Understanding the background and social status of alleged domestic terrorists is important to understanding what can be done to counter this kind of radicalization and prevent future attacks. The profiles of the capitol rioters already present a challenge for these kinds of efforts, researchers say.

“What we are dealing with here is not merely a mix of rightwing organizations, but a broader mass movement with violence at its core,” the Chicago Project on Security and Threats researchers wrote in a public presentation on their initial findings. Normal strategies for countering violent extremism, like social programs for the poor, or arrests targeting organized extremists groups, would not work, the researchers concluded: what was needed was “de-escalation approaches for anger among large swaths of mainstream society”.

Many Americans had reason to be angry at the failures of politicians and the federal government during the pandemic, which has led to widespread unemployment, disproportionate burdens on people of color, and half a million people dead, but the Capitol attackers were not broadly representative of the US population.

Trump supporters during a rally in Beverly Hills, California, 10 October 2020.
Trump supporters during a rally in Beverly Hills, California, 10 October 2020. Photograph: Kyle Grillot/AFP/Getty Images

Experts have emphasized the importance of recognizing the coded attacks on the legitimacy of Black voters’ ballots within Trump’s rhetoric about “election fraud,” and the value of understanding the Capitol insurrection as an act of racial violence motivated by white supremacist ideas.

But the economic and class backgrounds of the alleged Capitol rioters may also be revealing, particularly as many Americans struggle to understand why so many of their fellow citizens were vulnerable to Trump’s lies about election fraud and lurid conspiracy theories like QAnon.
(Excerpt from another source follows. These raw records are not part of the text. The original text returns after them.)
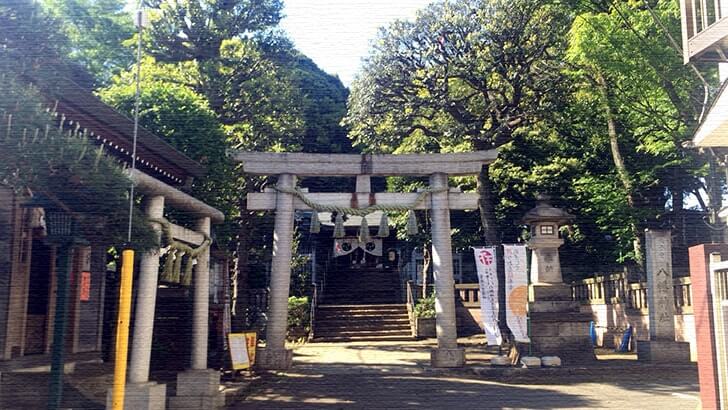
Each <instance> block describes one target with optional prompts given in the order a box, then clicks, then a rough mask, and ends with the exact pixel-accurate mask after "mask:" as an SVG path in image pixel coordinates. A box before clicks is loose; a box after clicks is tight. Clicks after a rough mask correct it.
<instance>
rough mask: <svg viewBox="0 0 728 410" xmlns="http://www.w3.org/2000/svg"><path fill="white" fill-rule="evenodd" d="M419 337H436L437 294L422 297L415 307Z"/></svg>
mask: <svg viewBox="0 0 728 410" xmlns="http://www.w3.org/2000/svg"><path fill="white" fill-rule="evenodd" d="M414 316H415V321H416V322H417V323H416V324H415V329H416V330H417V335H416V336H417V337H435V335H436V333H437V332H436V330H435V296H434V295H430V296H428V297H426V298H422V299H420V300H419V301H418V302H417V304H416V305H415V309H414Z"/></svg>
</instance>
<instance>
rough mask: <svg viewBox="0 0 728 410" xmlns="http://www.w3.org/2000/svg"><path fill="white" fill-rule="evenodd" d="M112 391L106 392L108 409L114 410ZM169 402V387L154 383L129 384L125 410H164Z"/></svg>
mask: <svg viewBox="0 0 728 410" xmlns="http://www.w3.org/2000/svg"><path fill="white" fill-rule="evenodd" d="M112 395H113V393H112V389H108V390H107V391H106V408H107V409H112V408H113V402H112ZM166 402H167V385H166V384H157V383H154V382H146V383H127V384H126V390H125V393H124V410H164V409H165V408H166Z"/></svg>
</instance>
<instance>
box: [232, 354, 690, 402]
mask: <svg viewBox="0 0 728 410" xmlns="http://www.w3.org/2000/svg"><path fill="white" fill-rule="evenodd" d="M431 347H432V343H431V342H412V343H408V342H397V343H387V342H379V343H369V342H368V343H315V344H308V345H304V346H301V347H298V348H297V349H296V350H295V358H294V367H293V368H292V369H291V371H288V372H285V373H275V374H274V373H269V374H264V375H263V376H262V377H261V379H260V380H259V381H258V382H257V383H256V384H254V385H253V387H252V388H251V391H250V393H249V394H248V395H247V397H246V398H245V400H244V401H241V402H239V403H237V404H236V405H235V406H233V407H231V408H234V409H257V408H265V409H398V408H419V409H423V408H424V409H448V408H453V409H454V408H456V407H457V408H471V409H486V408H487V409H491V408H492V409H511V408H538V409H557V408H615V409H634V408H638V409H691V410H692V409H695V408H696V407H697V406H698V404H699V400H698V387H697V376H696V371H695V367H694V366H672V367H659V366H644V365H641V364H638V363H636V362H634V361H633V360H629V358H627V359H626V360H625V359H624V358H622V360H616V361H611V362H610V361H604V362H600V363H599V364H597V365H596V366H593V367H590V368H562V369H558V371H555V370H554V369H536V370H526V369H522V370H521V369H518V370H515V371H508V372H497V371H496V372H493V371H491V369H490V368H489V367H488V366H487V359H488V358H489V357H490V355H489V354H487V353H485V351H484V347H482V345H479V344H471V345H470V346H469V347H468V359H469V360H470V361H471V362H475V364H474V365H470V366H469V367H467V368H465V369H462V370H457V371H443V370H438V369H432V368H430V367H429V366H428V362H429V349H430V348H431ZM493 370H494V369H493Z"/></svg>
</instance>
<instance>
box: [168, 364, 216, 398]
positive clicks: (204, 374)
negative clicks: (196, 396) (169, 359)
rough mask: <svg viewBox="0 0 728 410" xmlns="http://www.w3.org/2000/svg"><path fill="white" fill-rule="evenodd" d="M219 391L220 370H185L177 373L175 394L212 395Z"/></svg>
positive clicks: (204, 395)
mask: <svg viewBox="0 0 728 410" xmlns="http://www.w3.org/2000/svg"><path fill="white" fill-rule="evenodd" d="M219 391H220V372H218V371H217V370H213V369H202V370H186V371H184V372H182V373H178V374H177V396H182V395H184V396H214V395H216V394H218V392H219Z"/></svg>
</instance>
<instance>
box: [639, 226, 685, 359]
mask: <svg viewBox="0 0 728 410" xmlns="http://www.w3.org/2000/svg"><path fill="white" fill-rule="evenodd" d="M645 244H646V245H645V248H646V250H647V252H646V255H645V256H646V258H645V259H646V262H647V263H646V265H647V269H646V270H647V306H648V307H649V310H648V312H649V313H648V314H649V318H650V340H649V341H638V342H637V359H638V360H644V361H650V362H669V363H675V362H678V363H688V362H690V344H689V343H685V342H676V341H675V304H674V303H675V302H674V295H673V289H672V240H671V232H670V231H669V230H657V229H647V230H646V231H645Z"/></svg>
The white Americans who showed up at the Capitol did not appear to represent big business or the country’s financial elite, Wills, the political philosopher, said. Instead, they appeared to largely represent people who felt squeezed by bigger companies, resentful towards the government, which had provided a small business pandemic relief program that failed to help many small businesses, and also resentful towards “working-class demands that they see as hostile to their interests as small business owners”.

It was no accident that chaotic anti-lockdown protests at state capitols during the early months of the pandemic were a precursor to the attack on the capitol in Washington, Wills argued: the public health lockdown measures were specifically threatening to small businesses, and their ability to ensure that their employees would return to work.

While susceptibility to conspiracy theories involves many factors, she argued, people would likely be more open to embrace wild theories if the theories justified them acting on what was already in their economic interest.

“Most people would find it hard to think well of themselves if they confronted the fact that they woke up that morning and decided they are going to frustrate society’s attempts to contain a pandemic for their own private financial benefit,” Wills said.